A thick cloud of soot covers most of India, produced in part by millions of small cooking stoves, which typically burn wood. Soot, also known as black carbon, is made of particles less than a micron wide resulting from incomplete, inefficient combustion. (A micron is one millionth of a meter.) Globally, soot from sources such as forest fires and power stations is considered a major contributor to climate. The particles linger in the air, where they absorb sunlight and contribute to warming the atmosphere; they may also affect cloud formation and precipitation. But soot also eventually falls to the ground. When it lands on snow it can significantly darken it, so that glaciers absorb more sunlight and are warmed.

Using data from an international atmospheric observatory in Nepal,Teppei Yasunari of the NASA Goddard Space Flight Center in Greenbelt, Md., and his colleagues estimated the amount of soot that falls on a typical Himalayan glacier. The team’s computer simulations suggested that the soot can cause a decrease of between 1.6 and 4.1 percent in the glacier's albedo—a measure of its sunlight-reflecting "whiteness"—and that the resulting heating can cause up to a 24 percent increase in the annual snowmelt, Yasunari reported here Monday at a meeting of the American Geophysical Union (AGU). The team made conservative assumptions when estimating the albedo reduction, Yasunari said, neglecting other potentially important factors. "Dust deposition, snow algae, wind and turbulence could bring further reductions," he said.

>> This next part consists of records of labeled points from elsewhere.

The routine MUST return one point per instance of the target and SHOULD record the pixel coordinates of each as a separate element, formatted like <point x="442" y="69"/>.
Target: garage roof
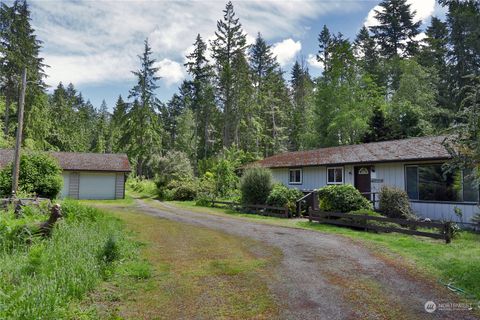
<point x="423" y="148"/>
<point x="77" y="161"/>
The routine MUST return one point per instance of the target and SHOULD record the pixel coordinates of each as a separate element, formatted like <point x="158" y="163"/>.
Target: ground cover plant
<point x="457" y="263"/>
<point x="40" y="278"/>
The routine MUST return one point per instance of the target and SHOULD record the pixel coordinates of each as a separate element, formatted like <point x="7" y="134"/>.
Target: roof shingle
<point x="423" y="148"/>
<point x="77" y="161"/>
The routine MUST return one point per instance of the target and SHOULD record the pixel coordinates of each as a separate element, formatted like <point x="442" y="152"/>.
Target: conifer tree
<point x="19" y="49"/>
<point x="142" y="130"/>
<point x="203" y="99"/>
<point x="301" y="127"/>
<point x="230" y="41"/>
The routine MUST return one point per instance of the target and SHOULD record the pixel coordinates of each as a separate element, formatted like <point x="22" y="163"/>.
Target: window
<point x="335" y="175"/>
<point x="430" y="183"/>
<point x="295" y="176"/>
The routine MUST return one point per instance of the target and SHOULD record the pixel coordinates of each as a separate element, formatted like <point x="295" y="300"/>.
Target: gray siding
<point x="389" y="174"/>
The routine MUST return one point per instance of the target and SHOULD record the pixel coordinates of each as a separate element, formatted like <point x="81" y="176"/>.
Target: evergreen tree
<point x="19" y="49"/>
<point x="463" y="22"/>
<point x="324" y="42"/>
<point x="203" y="98"/>
<point x="396" y="31"/>
<point x="433" y="55"/>
<point x="142" y="129"/>
<point x="102" y="137"/>
<point x="230" y="42"/>
<point x="365" y="52"/>
<point x="377" y="127"/>
<point x="116" y="124"/>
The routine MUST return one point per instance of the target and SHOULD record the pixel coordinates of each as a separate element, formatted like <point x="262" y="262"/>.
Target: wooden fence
<point x="266" y="210"/>
<point x="444" y="229"/>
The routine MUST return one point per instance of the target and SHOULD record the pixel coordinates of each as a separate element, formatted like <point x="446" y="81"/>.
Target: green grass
<point x="45" y="278"/>
<point x="457" y="263"/>
<point x="188" y="272"/>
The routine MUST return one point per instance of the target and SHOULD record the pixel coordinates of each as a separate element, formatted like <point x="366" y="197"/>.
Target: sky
<point x="94" y="44"/>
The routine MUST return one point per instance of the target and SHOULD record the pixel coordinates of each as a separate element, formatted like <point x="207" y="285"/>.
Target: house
<point x="414" y="165"/>
<point x="87" y="175"/>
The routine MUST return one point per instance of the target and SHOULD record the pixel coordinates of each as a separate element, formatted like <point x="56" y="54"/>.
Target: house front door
<point x="363" y="181"/>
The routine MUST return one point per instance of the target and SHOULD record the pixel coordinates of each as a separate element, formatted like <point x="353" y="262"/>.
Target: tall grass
<point x="144" y="187"/>
<point x="39" y="278"/>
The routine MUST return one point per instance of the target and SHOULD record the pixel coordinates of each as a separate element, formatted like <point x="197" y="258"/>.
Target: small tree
<point x="256" y="185"/>
<point x="342" y="198"/>
<point x="39" y="174"/>
<point x="174" y="166"/>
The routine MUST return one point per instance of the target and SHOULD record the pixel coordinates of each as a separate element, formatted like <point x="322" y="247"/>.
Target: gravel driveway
<point x="324" y="276"/>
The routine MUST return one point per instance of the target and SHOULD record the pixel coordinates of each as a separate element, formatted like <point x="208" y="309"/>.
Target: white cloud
<point x="171" y="72"/>
<point x="97" y="41"/>
<point x="313" y="62"/>
<point x="286" y="50"/>
<point x="424" y="9"/>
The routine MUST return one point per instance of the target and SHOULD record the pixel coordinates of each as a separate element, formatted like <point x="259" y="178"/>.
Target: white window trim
<point x="301" y="176"/>
<point x="343" y="175"/>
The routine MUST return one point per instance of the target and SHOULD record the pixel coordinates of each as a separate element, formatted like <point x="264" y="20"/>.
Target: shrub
<point x="185" y="190"/>
<point x="394" y="203"/>
<point x="174" y="166"/>
<point x="342" y="198"/>
<point x="282" y="196"/>
<point x="142" y="186"/>
<point x="39" y="174"/>
<point x="255" y="185"/>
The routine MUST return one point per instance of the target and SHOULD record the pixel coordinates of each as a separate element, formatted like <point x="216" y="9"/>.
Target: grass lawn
<point x="193" y="272"/>
<point x="457" y="263"/>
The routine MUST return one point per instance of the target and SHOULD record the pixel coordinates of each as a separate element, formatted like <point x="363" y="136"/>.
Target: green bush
<point x="282" y="196"/>
<point x="394" y="203"/>
<point x="342" y="198"/>
<point x="39" y="174"/>
<point x="255" y="185"/>
<point x="40" y="279"/>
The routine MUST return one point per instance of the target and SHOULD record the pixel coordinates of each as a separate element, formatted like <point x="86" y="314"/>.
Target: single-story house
<point x="87" y="175"/>
<point x="414" y="165"/>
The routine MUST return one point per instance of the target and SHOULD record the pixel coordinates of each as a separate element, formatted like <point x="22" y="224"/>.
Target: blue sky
<point x="94" y="44"/>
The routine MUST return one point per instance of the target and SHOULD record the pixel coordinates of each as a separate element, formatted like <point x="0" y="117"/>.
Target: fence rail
<point x="361" y="221"/>
<point x="266" y="210"/>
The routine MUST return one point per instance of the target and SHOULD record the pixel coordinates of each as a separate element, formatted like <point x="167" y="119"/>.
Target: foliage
<point x="183" y="190"/>
<point x="40" y="277"/>
<point x="342" y="198"/>
<point x="174" y="166"/>
<point x="39" y="174"/>
<point x="256" y="185"/>
<point x="394" y="203"/>
<point x="142" y="186"/>
<point x="282" y="196"/>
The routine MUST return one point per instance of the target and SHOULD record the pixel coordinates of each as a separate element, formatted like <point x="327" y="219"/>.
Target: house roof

Also at the AGU meeting, Yasunari's co-author and Goddard colleague William Lau presented the results of a separate study today suggesting that soot heating the atmosphere over India could accelerate the glacier-melting effects of the warm currents that rise up to the Himalayan chain, in a "heat pump" effect.

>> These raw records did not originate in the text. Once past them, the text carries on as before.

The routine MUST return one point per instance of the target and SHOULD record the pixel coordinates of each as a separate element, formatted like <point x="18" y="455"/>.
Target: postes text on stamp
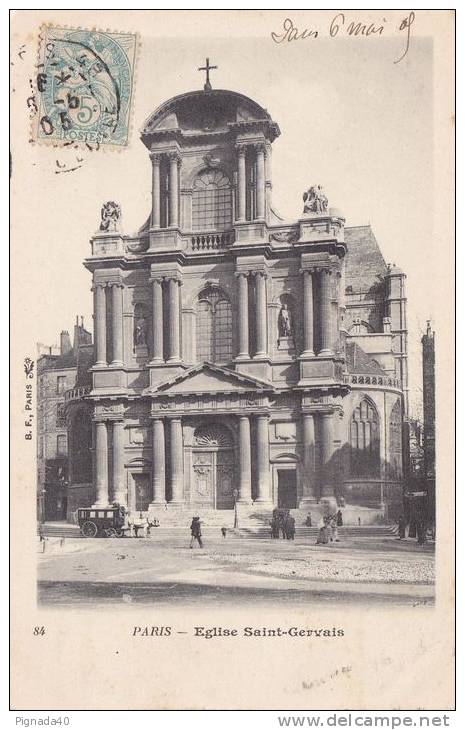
<point x="85" y="85"/>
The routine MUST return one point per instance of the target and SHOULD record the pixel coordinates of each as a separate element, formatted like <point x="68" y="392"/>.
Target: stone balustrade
<point x="77" y="393"/>
<point x="211" y="241"/>
<point x="374" y="380"/>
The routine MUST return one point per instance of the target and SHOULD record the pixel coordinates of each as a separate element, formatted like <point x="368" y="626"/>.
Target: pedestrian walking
<point x="196" y="532"/>
<point x="290" y="527"/>
<point x="334" y="535"/>
<point x="322" y="538"/>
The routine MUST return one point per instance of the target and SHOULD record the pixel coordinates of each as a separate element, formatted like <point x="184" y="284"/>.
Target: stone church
<point x="238" y="357"/>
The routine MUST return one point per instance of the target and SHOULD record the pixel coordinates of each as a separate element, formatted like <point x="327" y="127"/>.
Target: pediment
<point x="210" y="379"/>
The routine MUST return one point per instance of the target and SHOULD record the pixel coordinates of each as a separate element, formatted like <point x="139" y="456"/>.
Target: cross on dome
<point x="207" y="68"/>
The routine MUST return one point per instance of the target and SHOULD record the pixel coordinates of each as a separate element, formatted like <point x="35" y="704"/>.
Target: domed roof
<point x="203" y="112"/>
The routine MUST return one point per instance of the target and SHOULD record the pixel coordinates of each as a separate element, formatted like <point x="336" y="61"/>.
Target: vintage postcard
<point x="232" y="360"/>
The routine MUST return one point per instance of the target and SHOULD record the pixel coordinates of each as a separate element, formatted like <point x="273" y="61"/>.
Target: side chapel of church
<point x="238" y="357"/>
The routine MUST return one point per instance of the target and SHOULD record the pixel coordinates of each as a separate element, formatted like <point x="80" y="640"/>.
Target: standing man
<point x="196" y="532"/>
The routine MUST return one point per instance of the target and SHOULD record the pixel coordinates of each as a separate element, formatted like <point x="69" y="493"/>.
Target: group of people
<point x="282" y="523"/>
<point x="328" y="531"/>
<point x="416" y="529"/>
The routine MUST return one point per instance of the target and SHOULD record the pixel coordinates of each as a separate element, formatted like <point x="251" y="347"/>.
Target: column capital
<point x="174" y="277"/>
<point x="260" y="148"/>
<point x="259" y="272"/>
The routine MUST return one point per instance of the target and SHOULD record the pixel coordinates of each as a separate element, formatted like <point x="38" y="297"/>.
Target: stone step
<point x="256" y="531"/>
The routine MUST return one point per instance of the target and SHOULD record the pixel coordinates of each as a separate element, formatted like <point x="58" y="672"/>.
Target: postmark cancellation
<point x="85" y="86"/>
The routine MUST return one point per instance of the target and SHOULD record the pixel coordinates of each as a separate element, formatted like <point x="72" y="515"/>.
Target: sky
<point x="351" y="120"/>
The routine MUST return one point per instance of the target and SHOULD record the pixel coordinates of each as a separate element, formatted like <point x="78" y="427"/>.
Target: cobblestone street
<point x="134" y="571"/>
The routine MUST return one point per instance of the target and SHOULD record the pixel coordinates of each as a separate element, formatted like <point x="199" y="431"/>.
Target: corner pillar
<point x="177" y="454"/>
<point x="117" y="324"/>
<point x="263" y="460"/>
<point x="245" y="463"/>
<point x="158" y="462"/>
<point x="243" y="287"/>
<point x="119" y="489"/>
<point x="101" y="464"/>
<point x="100" y="309"/>
<point x="157" y="320"/>
<point x="325" y="313"/>
<point x="156" y="198"/>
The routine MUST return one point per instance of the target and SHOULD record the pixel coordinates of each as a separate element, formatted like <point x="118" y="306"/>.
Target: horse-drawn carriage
<point x="105" y="522"/>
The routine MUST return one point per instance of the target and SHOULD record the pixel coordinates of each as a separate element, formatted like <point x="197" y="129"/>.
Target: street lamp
<point x="236" y="522"/>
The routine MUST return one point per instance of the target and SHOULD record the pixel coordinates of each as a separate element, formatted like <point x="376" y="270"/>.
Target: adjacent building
<point x="57" y="369"/>
<point x="238" y="357"/>
<point x="429" y="419"/>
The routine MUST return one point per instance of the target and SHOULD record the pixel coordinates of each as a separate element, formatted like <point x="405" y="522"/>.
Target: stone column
<point x="117" y="323"/>
<point x="308" y="314"/>
<point x="263" y="460"/>
<point x="119" y="489"/>
<point x="177" y="454"/>
<point x="325" y="312"/>
<point x="101" y="464"/>
<point x="156" y="203"/>
<point x="100" y="309"/>
<point x="157" y="320"/>
<point x="327" y="449"/>
<point x="243" y="286"/>
<point x="174" y="349"/>
<point x="174" y="189"/>
<point x="260" y="151"/>
<point x="245" y="485"/>
<point x="260" y="314"/>
<point x="158" y="461"/>
<point x="241" y="182"/>
<point x="308" y="447"/>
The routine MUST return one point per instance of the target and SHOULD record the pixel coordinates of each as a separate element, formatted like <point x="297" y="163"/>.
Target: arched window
<point x="364" y="441"/>
<point x="211" y="202"/>
<point x="214" y="327"/>
<point x="395" y="441"/>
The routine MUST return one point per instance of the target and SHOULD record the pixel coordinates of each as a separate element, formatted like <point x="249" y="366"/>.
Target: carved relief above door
<point x="213" y="467"/>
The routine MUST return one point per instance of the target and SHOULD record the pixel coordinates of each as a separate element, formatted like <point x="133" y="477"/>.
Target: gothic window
<point x="62" y="445"/>
<point x="364" y="441"/>
<point x="395" y="441"/>
<point x="60" y="416"/>
<point x="211" y="202"/>
<point x="214" y="327"/>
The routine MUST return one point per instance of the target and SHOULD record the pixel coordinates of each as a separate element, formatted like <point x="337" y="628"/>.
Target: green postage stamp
<point x="85" y="86"/>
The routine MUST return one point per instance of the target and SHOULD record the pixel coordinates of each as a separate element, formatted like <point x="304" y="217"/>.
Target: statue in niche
<point x="315" y="200"/>
<point x="110" y="217"/>
<point x="140" y="329"/>
<point x="285" y="328"/>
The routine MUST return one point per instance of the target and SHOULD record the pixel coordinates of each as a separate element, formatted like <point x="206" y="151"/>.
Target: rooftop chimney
<point x="65" y="342"/>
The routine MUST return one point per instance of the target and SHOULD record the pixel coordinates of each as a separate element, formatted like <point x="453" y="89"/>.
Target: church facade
<point x="238" y="358"/>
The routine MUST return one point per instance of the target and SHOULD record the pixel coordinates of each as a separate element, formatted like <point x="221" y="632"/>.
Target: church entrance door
<point x="287" y="488"/>
<point x="213" y="465"/>
<point x="142" y="491"/>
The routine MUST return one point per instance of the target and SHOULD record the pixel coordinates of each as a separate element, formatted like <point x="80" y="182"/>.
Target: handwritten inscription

Soot has already been implicated in the melting of the polar ice caps, and heating of the atmosphere over India was directly measured in 2007 by Veerabhadran Ramanathan of the Scripps Institution of Oceanography at the University of California, San Diego, and his colleagues. In that study the researchers also used a climate simulation to show that the soot could help melt the mountain range's glaciers. Ramanathan, who also spoke at the meeting Monday, says that the study by Yasunari and colleagues included a more detailed, local model of an actual glacier. "It's all looking at different pieces of the puzzle," he said.

Whereas the greenhouse gases already in the atmosphere will contribute to warming the planet for many decades to come, Ramanathan says, the good news about warming agents such as black carbon is that they don't linger in the atmosphere for more than a few weeks. Mitigation efforts could show quick results. In fact, Ramanathan is leading a pilot project to introduce low-cost, low-pollution cooking stoves to rural Indian villages. The project is testing three approaches: wood-burning stoves that are more efficient and thus leave less black-carbon residue; stoves that burn natural gas produced from waste; and solar cookers. In addition to mitigating climate change, the new stoves could also make homes safer: In his talk, Ramanathan said that indoor cooking causes two million deaths per year in India alone.

Jeffrey Kargel of the University of Arizona, Tucson, said in a press conference Monday that the role of soot "adds a new wrinkle" to the story of glacier melting, but that in the big picture of climate change the main villains are still gases such as CO2. "I do want to make sure we keep our eyes on the 800-pound gorilla in the room, and that's greenhouse gases," he said.